The IFP-GP, similar to Cosatu and other parties, refuses to be dragged into supporting the government's marginalisation of Gauteng residents and citizen's voices. "Can we honestly make it any obvious that we do not want this disaster-prone e-tolling project to carry on? We are infuriated with the government and its intolerable legacy of disregarding the already fiscally stretched bulk of people residing in townships or poor urban peripheries," said IFP Caucus Leader in the Gauteng Provincial Legislature (GPL) Bonginkosi Dhlamini.
The IFP-GP believes the implementation of this system will increase the cost of doing business in Gauteng and South Africa. Evidence of this can be seen in the World Bank sponsored report 'Doing Business in South Africa 2011', it explains that doing business in South Africa is already high compared to other developing nations.
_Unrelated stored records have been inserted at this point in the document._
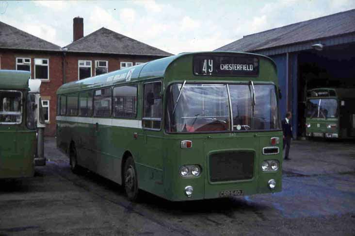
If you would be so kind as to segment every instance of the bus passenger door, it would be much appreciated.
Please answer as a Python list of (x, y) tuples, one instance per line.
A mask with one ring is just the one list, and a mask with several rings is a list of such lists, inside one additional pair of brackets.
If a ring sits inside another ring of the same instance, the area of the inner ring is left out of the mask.
[(154, 190), (158, 195), (163, 194), (161, 89), (161, 81), (143, 84), (144, 152), (140, 154), (139, 162), (142, 165), (137, 165), (142, 186), (147, 188), (147, 191)]

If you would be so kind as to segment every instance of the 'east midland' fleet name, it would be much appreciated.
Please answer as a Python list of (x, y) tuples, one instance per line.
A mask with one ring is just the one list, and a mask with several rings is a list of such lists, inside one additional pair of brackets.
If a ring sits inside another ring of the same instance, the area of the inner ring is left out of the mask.
[(221, 64), (221, 70), (253, 70), (252, 64)]

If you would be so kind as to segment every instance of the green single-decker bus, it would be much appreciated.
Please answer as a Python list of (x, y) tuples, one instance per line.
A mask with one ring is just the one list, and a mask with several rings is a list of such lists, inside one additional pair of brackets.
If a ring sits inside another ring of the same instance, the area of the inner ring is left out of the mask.
[(0, 70), (0, 179), (33, 176), (35, 101), (29, 71)]
[(81, 168), (173, 201), (281, 190), (275, 63), (184, 53), (65, 84), (57, 145)]
[(307, 137), (355, 138), (355, 88), (319, 88), (307, 92)]

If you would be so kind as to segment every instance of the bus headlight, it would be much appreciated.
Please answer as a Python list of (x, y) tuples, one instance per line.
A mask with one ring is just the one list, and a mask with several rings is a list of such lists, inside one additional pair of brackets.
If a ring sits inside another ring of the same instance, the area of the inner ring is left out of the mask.
[(194, 188), (192, 186), (186, 186), (185, 187), (185, 194), (188, 197), (190, 198), (194, 192)]
[(195, 177), (201, 174), (201, 167), (198, 165), (185, 165), (180, 168), (180, 175), (183, 177)]
[(276, 181), (274, 179), (271, 179), (268, 182), (269, 185), (269, 188), (270, 189), (274, 189), (276, 187)]
[(193, 174), (193, 175), (194, 175), (195, 176), (197, 176), (199, 174), (200, 174), (200, 168), (198, 167), (198, 166), (194, 166), (192, 168), (191, 168), (191, 173)]
[(279, 163), (277, 161), (273, 161), (271, 162), (271, 165), (270, 165), (271, 169), (273, 170), (277, 170), (278, 169), (278, 167)]
[(181, 167), (180, 168), (180, 174), (181, 176), (186, 176), (189, 174), (189, 169), (186, 167)]
[(335, 129), (337, 128), (337, 124), (328, 124), (327, 128), (328, 129)]
[(269, 169), (269, 162), (263, 161), (261, 163), (261, 169), (262, 169), (263, 171), (266, 171)]

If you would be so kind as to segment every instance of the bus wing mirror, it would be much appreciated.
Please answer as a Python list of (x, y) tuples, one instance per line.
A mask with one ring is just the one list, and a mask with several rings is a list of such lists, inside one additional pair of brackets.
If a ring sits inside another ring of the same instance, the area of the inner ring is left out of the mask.
[(279, 87), (277, 90), (278, 91), (278, 98), (281, 99), (282, 98), (282, 93), (281, 92), (281, 89), (280, 89), (280, 88)]

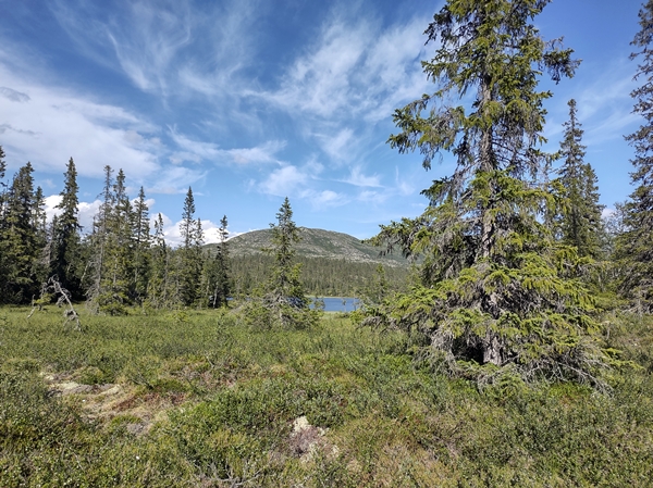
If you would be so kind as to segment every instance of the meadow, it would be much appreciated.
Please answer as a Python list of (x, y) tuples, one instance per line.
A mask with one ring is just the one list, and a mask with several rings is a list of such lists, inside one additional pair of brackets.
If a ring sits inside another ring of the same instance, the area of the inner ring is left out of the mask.
[(0, 309), (2, 487), (651, 486), (653, 320), (604, 317), (612, 390), (479, 391), (325, 314)]

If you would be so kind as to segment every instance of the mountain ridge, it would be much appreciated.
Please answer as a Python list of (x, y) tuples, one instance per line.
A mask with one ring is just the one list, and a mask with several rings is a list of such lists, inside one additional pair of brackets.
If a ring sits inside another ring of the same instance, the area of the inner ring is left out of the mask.
[[(319, 228), (298, 227), (301, 240), (295, 245), (298, 258), (323, 258), (354, 263), (379, 263), (392, 267), (408, 267), (409, 262), (401, 254), (381, 255), (381, 248), (357, 239), (348, 234)], [(272, 229), (251, 230), (229, 240), (229, 252), (234, 256), (264, 254), (270, 248)], [(214, 249), (217, 245), (205, 248)]]

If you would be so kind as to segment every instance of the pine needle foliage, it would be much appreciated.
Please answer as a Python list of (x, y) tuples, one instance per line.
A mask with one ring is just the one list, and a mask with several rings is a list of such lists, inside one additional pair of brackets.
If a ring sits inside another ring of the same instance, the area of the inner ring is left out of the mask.
[(538, 83), (543, 72), (570, 77), (579, 64), (532, 24), (547, 3), (449, 0), (434, 15), (426, 34), (438, 49), (422, 65), (436, 90), (395, 111), (401, 132), (389, 142), (420, 151), (427, 170), (449, 153), (456, 170), (422, 192), (422, 215), (373, 239), (424, 263), (421, 284), (365, 322), (420, 335), (434, 364), (481, 383), (512, 375), (602, 386), (608, 356), (595, 340), (592, 296), (574, 278), (578, 253), (543, 224), (555, 203), (543, 177), (553, 157), (539, 149), (552, 93)]
[(563, 125), (560, 142), (563, 165), (558, 182), (564, 189), (565, 205), (558, 222), (562, 241), (574, 246), (580, 256), (601, 258), (601, 236), (604, 233), (599, 203), (597, 178), (590, 163), (584, 162), (583, 130), (577, 118), (576, 100), (569, 100), (569, 120)]

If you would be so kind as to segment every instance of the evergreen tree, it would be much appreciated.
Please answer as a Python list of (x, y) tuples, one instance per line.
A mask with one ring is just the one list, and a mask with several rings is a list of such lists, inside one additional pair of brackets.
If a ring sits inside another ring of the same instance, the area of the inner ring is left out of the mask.
[(91, 310), (120, 315), (126, 313), (133, 289), (133, 210), (126, 193), (125, 175), (104, 166), (102, 203), (95, 216), (90, 237), (93, 281), (87, 292)]
[(184, 305), (192, 305), (200, 299), (199, 290), (204, 267), (201, 252), (204, 233), (201, 230), (201, 221), (195, 220), (195, 199), (193, 198), (193, 189), (190, 187), (188, 187), (188, 192), (184, 200), (180, 230), (182, 234), (182, 247), (178, 250), (180, 298)]
[(151, 306), (162, 309), (170, 305), (171, 249), (165, 243), (163, 217), (160, 213), (155, 221), (155, 236), (150, 255), (151, 272), (147, 285), (147, 299)]
[(559, 183), (565, 190), (565, 205), (559, 216), (564, 243), (574, 246), (578, 255), (599, 259), (603, 205), (599, 204), (597, 178), (590, 163), (586, 163), (581, 143), (583, 130), (576, 118), (576, 100), (569, 100), (569, 120), (565, 122), (565, 138), (560, 142), (564, 158), (559, 168)]
[(272, 247), (266, 251), (274, 259), (271, 277), (266, 285), (262, 303), (250, 306), (246, 318), (262, 326), (312, 326), (319, 321), (322, 308), (316, 303), (311, 310), (304, 292), (301, 264), (295, 262), (299, 229), (293, 221), (293, 209), (287, 197), (276, 213), (276, 223), (270, 224), (270, 227)]
[(77, 193), (77, 170), (71, 158), (64, 173), (64, 186), (61, 190), (61, 201), (56, 207), (61, 210), (52, 224), (52, 274), (73, 297), (79, 298), (81, 283), (77, 273), (79, 266), (79, 246), (82, 226), (77, 218), (79, 200)]
[(220, 227), (218, 233), (220, 240), (215, 250), (215, 263), (217, 263), (217, 279), (215, 287), (213, 289), (213, 308), (226, 306), (227, 298), (231, 295), (231, 279), (230, 279), (230, 261), (229, 261), (229, 232), (226, 230), (227, 221), (226, 215), (223, 215), (220, 220)]
[[(419, 150), (427, 170), (442, 152), (457, 167), (423, 191), (421, 216), (382, 226), (377, 242), (424, 255), (422, 285), (367, 322), (419, 330), (452, 372), (596, 384), (605, 356), (591, 297), (565, 275), (574, 249), (556, 246), (542, 224), (550, 158), (538, 145), (552, 93), (538, 90), (539, 77), (546, 70), (558, 82), (578, 64), (532, 25), (546, 3), (448, 0), (434, 15), (426, 34), (438, 49), (422, 65), (438, 89), (395, 111), (401, 133), (390, 143)], [(467, 93), (470, 104), (449, 104)]]
[[(36, 262), (40, 256), (37, 221), (41, 210), (34, 192), (34, 168), (21, 167), (5, 197), (0, 230), (0, 296), (11, 303), (25, 303), (38, 292)], [(42, 197), (42, 192), (41, 192)]]
[(141, 303), (147, 293), (147, 281), (149, 279), (149, 248), (150, 229), (149, 214), (143, 187), (138, 191), (138, 198), (134, 205), (134, 278), (133, 293), (138, 303)]
[(634, 79), (642, 85), (630, 96), (634, 99), (633, 112), (644, 123), (626, 140), (634, 148), (630, 174), (634, 191), (624, 208), (626, 230), (617, 240), (616, 256), (628, 272), (621, 291), (636, 308), (653, 312), (653, 0), (648, 0), (639, 12), (641, 30), (631, 45), (638, 49), (630, 59), (640, 59)]
[(226, 215), (224, 215), (218, 229), (220, 240), (215, 246), (215, 253), (210, 255), (209, 251), (204, 262), (201, 289), (205, 296), (209, 297), (209, 305), (213, 309), (226, 306), (226, 300), (230, 296), (229, 249), (226, 242), (229, 232), (226, 225)]
[(93, 233), (87, 239), (87, 248), (89, 249), (88, 267), (90, 273), (86, 283), (86, 296), (88, 298), (87, 305), (95, 312), (99, 311), (99, 298), (102, 295), (102, 279), (104, 278), (106, 254), (109, 247), (109, 222), (113, 213), (114, 197), (113, 197), (113, 170), (106, 165), (104, 184), (100, 198), (102, 202), (98, 209), (98, 213), (94, 216)]
[(275, 301), (289, 301), (297, 306), (305, 306), (306, 297), (299, 280), (301, 266), (295, 264), (295, 243), (300, 241), (299, 229), (293, 222), (293, 209), (287, 197), (276, 213), (276, 224), (270, 224), (270, 227), (272, 248), (268, 252), (274, 256), (270, 293)]

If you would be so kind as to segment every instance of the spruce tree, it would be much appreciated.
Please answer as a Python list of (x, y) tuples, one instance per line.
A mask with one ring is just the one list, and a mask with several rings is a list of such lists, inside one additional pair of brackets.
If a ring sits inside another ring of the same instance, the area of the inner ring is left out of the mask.
[(147, 284), (147, 301), (150, 306), (163, 309), (170, 305), (171, 249), (165, 243), (163, 216), (155, 221), (155, 236), (150, 248), (150, 277)]
[(42, 199), (36, 198), (33, 172), (30, 163), (21, 167), (5, 196), (0, 232), (0, 297), (10, 303), (26, 303), (39, 289), (36, 264), (42, 247), (37, 222)]
[[(433, 95), (396, 110), (399, 152), (419, 150), (424, 168), (451, 153), (456, 170), (423, 191), (415, 218), (382, 226), (377, 242), (422, 254), (422, 283), (368, 323), (422, 334), (427, 353), (452, 373), (599, 384), (606, 360), (589, 315), (592, 299), (565, 276), (576, 265), (543, 225), (545, 186), (542, 72), (558, 82), (578, 62), (532, 24), (547, 0), (448, 0), (426, 34)], [(471, 96), (470, 103), (467, 98)], [(460, 105), (452, 104), (458, 98)]]
[(138, 303), (141, 303), (147, 293), (147, 281), (149, 279), (150, 262), (150, 228), (149, 214), (143, 187), (138, 191), (138, 198), (134, 204), (134, 278), (133, 295)]
[(178, 293), (184, 305), (192, 305), (200, 300), (204, 233), (201, 222), (195, 218), (195, 199), (190, 187), (188, 187), (184, 200), (180, 232), (182, 234), (182, 247), (178, 250)]
[(125, 175), (104, 166), (102, 203), (95, 216), (90, 236), (93, 277), (88, 295), (91, 310), (110, 315), (126, 313), (132, 302), (133, 210), (126, 193)]
[(310, 301), (300, 279), (301, 264), (295, 262), (295, 245), (300, 241), (299, 229), (293, 221), (293, 209), (286, 197), (276, 213), (276, 223), (270, 224), (272, 246), (266, 249), (274, 263), (266, 286), (263, 308), (266, 322), (282, 327), (309, 327), (320, 317), (321, 309), (309, 309)]
[(64, 173), (63, 190), (59, 193), (61, 201), (56, 207), (61, 213), (54, 220), (52, 236), (52, 271), (58, 276), (59, 283), (69, 290), (73, 297), (81, 297), (81, 284), (77, 268), (79, 267), (79, 247), (82, 226), (77, 218), (79, 200), (77, 193), (77, 170), (75, 162), (69, 160)]
[(599, 259), (603, 205), (599, 203), (597, 178), (590, 163), (584, 162), (581, 124), (576, 117), (576, 100), (569, 100), (569, 120), (565, 122), (565, 137), (560, 142), (564, 163), (558, 171), (565, 192), (565, 204), (559, 215), (562, 241), (576, 247), (578, 255)]
[(229, 277), (229, 246), (226, 238), (226, 215), (220, 220), (218, 229), (219, 241), (215, 246), (215, 253), (207, 255), (202, 270), (201, 289), (206, 297), (209, 297), (209, 305), (213, 309), (226, 306), (230, 297), (230, 277)]
[(631, 45), (638, 49), (630, 55), (639, 59), (634, 75), (641, 86), (630, 96), (634, 99), (633, 113), (644, 123), (626, 137), (634, 148), (630, 174), (636, 186), (624, 207), (623, 224), (626, 230), (617, 239), (616, 258), (627, 270), (620, 289), (637, 310), (653, 312), (653, 0), (648, 0), (639, 12), (641, 29)]

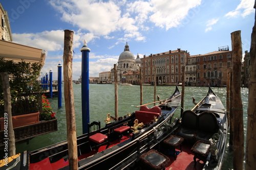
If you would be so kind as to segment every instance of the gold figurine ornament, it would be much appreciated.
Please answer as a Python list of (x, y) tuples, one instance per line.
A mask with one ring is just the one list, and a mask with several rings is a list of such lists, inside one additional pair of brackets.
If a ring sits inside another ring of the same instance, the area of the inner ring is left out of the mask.
[(137, 119), (136, 119), (134, 120), (134, 125), (133, 126), (131, 127), (131, 130), (134, 132), (134, 133), (136, 133), (139, 131), (138, 129), (142, 128), (142, 127), (143, 126), (143, 123), (141, 123), (140, 124), (139, 124), (139, 120)]

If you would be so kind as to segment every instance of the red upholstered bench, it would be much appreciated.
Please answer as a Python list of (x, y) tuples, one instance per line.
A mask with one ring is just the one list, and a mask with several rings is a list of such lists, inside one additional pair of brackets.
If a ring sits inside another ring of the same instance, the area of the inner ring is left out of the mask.
[(139, 120), (139, 123), (143, 123), (143, 124), (154, 120), (154, 116), (158, 118), (161, 114), (161, 109), (158, 106), (148, 108), (146, 106), (142, 106), (140, 110), (135, 111), (135, 118)]
[(121, 126), (120, 128), (115, 129), (114, 130), (114, 131), (115, 132), (116, 132), (118, 134), (119, 134), (119, 142), (121, 140), (121, 138), (123, 136), (123, 134), (126, 131), (129, 131), (130, 129), (130, 126)]

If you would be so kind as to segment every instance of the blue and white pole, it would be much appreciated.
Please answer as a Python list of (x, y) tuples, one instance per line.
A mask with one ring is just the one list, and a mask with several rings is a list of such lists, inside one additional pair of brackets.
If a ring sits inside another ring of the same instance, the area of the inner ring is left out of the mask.
[(46, 74), (46, 90), (48, 89), (48, 84), (49, 84), (49, 81), (48, 81), (48, 74), (47, 72)]
[(58, 64), (58, 107), (61, 107), (61, 98), (62, 98), (62, 91), (61, 91), (61, 67), (62, 65), (59, 61), (59, 64)]
[(82, 133), (88, 132), (90, 123), (89, 112), (89, 53), (91, 50), (87, 47), (86, 40), (80, 51), (82, 53)]
[(52, 98), (52, 68), (49, 71), (49, 92), (50, 98)]

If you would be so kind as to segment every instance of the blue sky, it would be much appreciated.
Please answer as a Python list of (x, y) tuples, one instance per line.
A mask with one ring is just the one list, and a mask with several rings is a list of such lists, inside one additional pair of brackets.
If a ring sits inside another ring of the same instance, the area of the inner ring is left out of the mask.
[(81, 75), (80, 48), (91, 49), (90, 76), (110, 70), (126, 42), (136, 57), (180, 48), (190, 55), (228, 45), (241, 30), (250, 50), (253, 0), (0, 0), (7, 11), (13, 42), (47, 51), (45, 74), (63, 64), (65, 30), (74, 32), (73, 79)]

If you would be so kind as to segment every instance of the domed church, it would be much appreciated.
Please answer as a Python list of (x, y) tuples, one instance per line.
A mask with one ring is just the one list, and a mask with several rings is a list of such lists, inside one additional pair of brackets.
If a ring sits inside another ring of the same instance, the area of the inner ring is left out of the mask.
[[(117, 62), (117, 82), (126, 82), (124, 74), (128, 74), (134, 71), (139, 71), (140, 59), (139, 55), (135, 59), (134, 55), (130, 52), (129, 45), (126, 42), (123, 52), (119, 55)], [(114, 67), (111, 69), (111, 80), (114, 81)]]

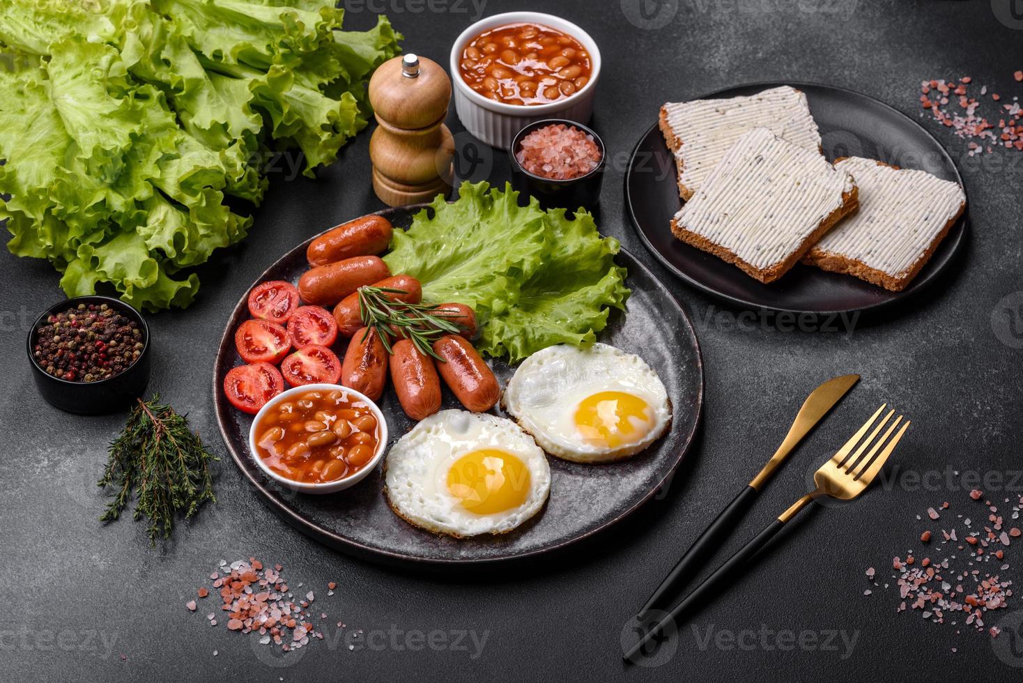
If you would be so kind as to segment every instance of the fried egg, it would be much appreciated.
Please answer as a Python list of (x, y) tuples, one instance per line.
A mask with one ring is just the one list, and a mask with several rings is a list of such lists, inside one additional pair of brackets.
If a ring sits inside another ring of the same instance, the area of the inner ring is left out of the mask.
[(544, 451), (573, 462), (634, 455), (671, 424), (661, 378), (607, 344), (538, 351), (516, 370), (501, 404)]
[(442, 410), (391, 447), (384, 491), (407, 521), (451, 536), (503, 534), (540, 511), (547, 457), (509, 419)]

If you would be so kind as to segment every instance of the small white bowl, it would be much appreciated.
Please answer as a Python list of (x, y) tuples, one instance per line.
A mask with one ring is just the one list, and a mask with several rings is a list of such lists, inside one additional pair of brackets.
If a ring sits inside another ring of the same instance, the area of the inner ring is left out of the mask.
[[(288, 400), (296, 394), (305, 394), (306, 392), (333, 392), (341, 391), (345, 392), (351, 397), (358, 399), (359, 401), (365, 402), (369, 409), (372, 411), (373, 416), (376, 418), (376, 424), (380, 427), (380, 441), (376, 444), (376, 452), (373, 453), (372, 459), (366, 463), (366, 466), (355, 472), (351, 476), (343, 476), (336, 482), (326, 482), (324, 484), (309, 484), (307, 482), (293, 482), (290, 479), (281, 476), (277, 472), (270, 469), (267, 464), (263, 461), (263, 458), (259, 456), (259, 449), (256, 448), (256, 425), (260, 423), (266, 412), (270, 410), (273, 406), (280, 404), (283, 401)], [(384, 413), (376, 406), (373, 401), (370, 401), (363, 394), (356, 392), (354, 389), (349, 389), (347, 386), (342, 386), (341, 384), (306, 384), (304, 386), (295, 386), (282, 392), (277, 396), (273, 397), (267, 401), (266, 405), (259, 409), (256, 413), (255, 419), (253, 419), (253, 424), (249, 427), (249, 450), (253, 454), (253, 458), (256, 460), (256, 464), (262, 469), (267, 476), (277, 482), (281, 486), (287, 487), (292, 491), (300, 491), (302, 493), (311, 494), (324, 494), (324, 493), (337, 493), (338, 491), (344, 491), (345, 489), (355, 486), (362, 480), (364, 480), (369, 472), (376, 468), (380, 461), (384, 458), (384, 453), (387, 451), (387, 420), (384, 418)]]
[[(504, 24), (542, 24), (575, 38), (589, 52), (593, 73), (578, 92), (547, 104), (505, 104), (484, 97), (461, 78), (459, 64), (465, 44), (477, 35)], [(571, 21), (542, 12), (505, 12), (480, 19), (461, 32), (451, 48), (451, 81), (454, 108), (470, 133), (494, 147), (506, 148), (527, 125), (541, 119), (567, 119), (585, 124), (593, 112), (596, 81), (601, 76), (601, 49), (589, 34)]]

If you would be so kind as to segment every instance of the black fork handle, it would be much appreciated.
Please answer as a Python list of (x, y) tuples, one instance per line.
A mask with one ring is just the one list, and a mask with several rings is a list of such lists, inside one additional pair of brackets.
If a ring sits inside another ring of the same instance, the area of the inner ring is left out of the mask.
[(675, 607), (668, 612), (668, 614), (658, 622), (652, 629), (650, 629), (647, 634), (639, 639), (635, 645), (633, 645), (622, 657), (625, 661), (631, 661), (640, 651), (644, 651), (647, 643), (651, 640), (658, 638), (665, 629), (670, 624), (677, 622), (678, 618), (690, 609), (700, 605), (704, 602), (709, 602), (716, 595), (720, 594), (718, 588), (725, 582), (732, 582), (739, 576), (741, 576), (745, 571), (752, 568), (750, 559), (760, 550), (762, 547), (767, 545), (767, 542), (774, 538), (774, 535), (782, 531), (785, 527), (785, 522), (781, 519), (774, 519), (770, 525), (767, 526), (765, 530), (757, 534), (756, 538), (747, 543), (742, 549), (739, 550), (735, 555), (732, 555), (728, 560), (719, 566), (714, 574), (707, 577), (706, 580), (690, 593), (684, 600), (679, 602)]
[(739, 495), (728, 503), (728, 505), (718, 513), (714, 521), (697, 537), (690, 549), (681, 556), (675, 567), (664, 578), (661, 585), (657, 587), (654, 594), (647, 600), (636, 619), (640, 624), (647, 621), (651, 611), (663, 605), (667, 600), (676, 595), (678, 590), (687, 584), (693, 577), (704, 566), (720, 545), (722, 538), (730, 534), (739, 519), (746, 514), (747, 510), (756, 500), (757, 490), (751, 486), (745, 487)]

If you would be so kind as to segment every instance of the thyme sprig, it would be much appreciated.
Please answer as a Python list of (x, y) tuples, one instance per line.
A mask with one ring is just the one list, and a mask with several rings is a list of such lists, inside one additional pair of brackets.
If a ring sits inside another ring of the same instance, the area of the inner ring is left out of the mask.
[[(410, 339), (419, 353), (444, 360), (434, 351), (434, 342), (445, 334), (458, 334), (462, 326), (447, 318), (457, 317), (455, 311), (441, 311), (437, 306), (409, 304), (388, 294), (405, 294), (404, 289), (390, 287), (359, 287), (359, 316), (362, 324), (376, 330), (389, 354), (392, 339)], [(363, 334), (369, 334), (369, 329)]]
[(114, 521), (137, 494), (134, 519), (148, 519), (149, 542), (168, 539), (174, 516), (183, 510), (192, 516), (206, 501), (217, 502), (213, 493), (210, 462), (220, 460), (188, 428), (186, 415), (160, 403), (154, 394), (149, 401), (137, 399), (124, 431), (110, 442), (109, 457), (97, 485), (114, 487), (114, 499), (100, 521)]

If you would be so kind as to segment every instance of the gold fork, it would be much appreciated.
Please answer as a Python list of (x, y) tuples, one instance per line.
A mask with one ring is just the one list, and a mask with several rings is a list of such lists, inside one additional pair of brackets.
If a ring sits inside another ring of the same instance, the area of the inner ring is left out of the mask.
[[(715, 589), (723, 582), (733, 580), (743, 570), (750, 568), (750, 558), (765, 546), (775, 534), (782, 531), (782, 528), (790, 519), (796, 516), (800, 510), (809, 505), (813, 500), (825, 496), (839, 500), (852, 500), (863, 493), (866, 487), (871, 485), (871, 482), (874, 481), (874, 477), (877, 476), (878, 472), (881, 471), (881, 468), (909, 426), (909, 420), (902, 422), (902, 416), (899, 415), (879, 439), (878, 435), (881, 434), (881, 430), (891, 420), (892, 415), (895, 414), (895, 411), (892, 410), (885, 415), (884, 419), (871, 431), (871, 436), (864, 440), (863, 437), (870, 431), (871, 427), (877, 421), (878, 416), (884, 412), (887, 405), (882, 404), (877, 412), (863, 423), (863, 426), (859, 427), (859, 430), (838, 450), (834, 457), (820, 465), (817, 471), (813, 473), (813, 484), (816, 486), (813, 491), (797, 500), (789, 509), (777, 515), (777, 519), (772, 521), (767, 529), (760, 532), (756, 538), (747, 543), (746, 546), (732, 555), (724, 564), (719, 566), (714, 574), (710, 575), (702, 584), (697, 586), (664, 619), (650, 628), (639, 639), (639, 642), (625, 652), (623, 658), (631, 661), (640, 652), (644, 655), (650, 654), (651, 652), (647, 650), (648, 643), (655, 639), (663, 640), (661, 636), (669, 624), (676, 622), (683, 612), (690, 610), (695, 605), (717, 594), (719, 591), (715, 591)], [(902, 423), (902, 427), (896, 432), (895, 429), (900, 422)], [(892, 437), (893, 432), (895, 434), (894, 437)]]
The running of the e-tolls system will further compound this problem.
The IFP-GP finds it ridiculous that taxi transports services have been excluded, but food and freight transport vehicles that service townships and other areas have not been exempted. This will obviously push up food prices and most affect African and black residents and citizens of Gauteng. "The IFPGP therefore urges government to commission research that will rather aim to create a transport system that is environmentally friendly, cost effective (self-sustaining) and actually reverses Apartheid type spatial travelling arrangement of Gauteng," concluded Dhlamini.